Egypt has said alcohol poisoning caused the death in prison of filmmaker Shady Habash, who was detained after he made a music video mocking the president.
Habash, 24, died in Cairo’s Tora prison at the weekend after drinking hand sanitiser he had mistaken for water, according to the public prosecutor.
The sanitiser was given to inmates to reduce the spread Covid-19, he said.
Human rights activists have alleged that Habash’s death was the result of medical negligence.
He had been held without trial since 2018 on charges including “spreading fake news” and “belonging to an illegal organisation”.
Habash was arrested after directing a music video by exiled singer Ramy Essam called Balaha. The slang term, which refers to a character in an Egyptian film who is a liar, has been used by critics of President Abdul Fattah al-Sisi to mock him.
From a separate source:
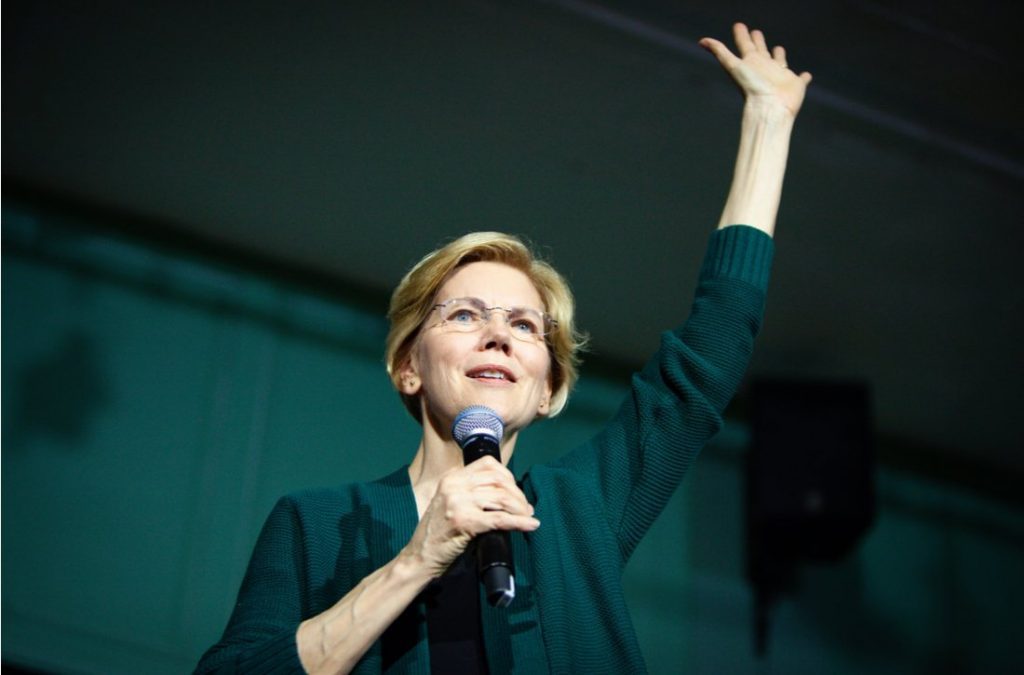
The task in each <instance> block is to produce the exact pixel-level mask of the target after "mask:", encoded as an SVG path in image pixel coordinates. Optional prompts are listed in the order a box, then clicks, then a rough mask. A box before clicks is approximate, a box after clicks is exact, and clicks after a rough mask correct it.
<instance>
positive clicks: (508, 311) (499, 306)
mask: <svg viewBox="0 0 1024 675" xmlns="http://www.w3.org/2000/svg"><path fill="white" fill-rule="evenodd" d="M460 301H470V304H471V305H472V306H473V307H474V308H475V309H477V310H478V311H479V312H480V318H479V321H475V322H473V323H472V324H467V326H471V328H469V330H461V329H458V328H457V329H456V330H461V332H464V333H475V332H476V331H479V330H481V329H482V328H483V327H484V326H486V325H487V324H488V323H490V317H492V314H493V312H494V311H495V310H497V309H500V310H502V311H503V312H505V325H506V326H508V327H510V329H511V326H512V321H513V318H512V314H513V312H516V311H520V312H532V313H536V314H538V315H540V318H541V328H542V330H543V331H544V332H543V333H522V332H521V331H515V330H509V332H510V333H511V334H512V335H513V337H515V338H516V339H517V340H519V341H521V342H530V343H540V342H545V341H547V338H548V336H549V335H551V334H552V333H554V332H555V331H556V330H558V320H556V319H554V318H552V315H551V314H549V313H548V312H546V311H541V310H540V309H535V308H532V307H503V306H501V305H495V306H493V307H488V306H487V304H486V303H485V302H484V301H483V300H481V299H480V298H474V297H462V298H450V299H447V300H445V301H444V302H438V303H437V304H435V305H433V306H432V307H431V308H430V310H431V311H433V310H435V309H436V310H438V312H437V313H438V317H439V318H440V320H441V321H440V323H439V324H435V326H449V325H451V326H458V325H457V324H456V323H455V322H453V321H451V320H450V319H444V315H443V313H442V311H441V310H442V308H443V307H445V306H447V305H451V304H452V303H455V302H460Z"/></svg>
Mr Sisi led the military’s overthrow of his democratically elected predecessor, Mohammed Morsi, in 2013. Since then, he has overseen an unprecedented crackdown on dissent, in which tens of thousands of people have reportedly been detained, hundreds have been killed and hundreds more have gone missing.
Habash denied he had anything to do with the music video’s content.
The writer of the song, Galal el-Behairy, was sentenced to three years in prison by a military court in August 2018. But Habash was not put on trial before he died, despite the two-year limit on pre-trial detention having been exceeded.
In a letter last October, he wrote of his despair at “having been thrown in a room two years ago, being forgotten, without knowing when or how you will get out”.
He added: “Prison does not kill. It is only loneliness that does.”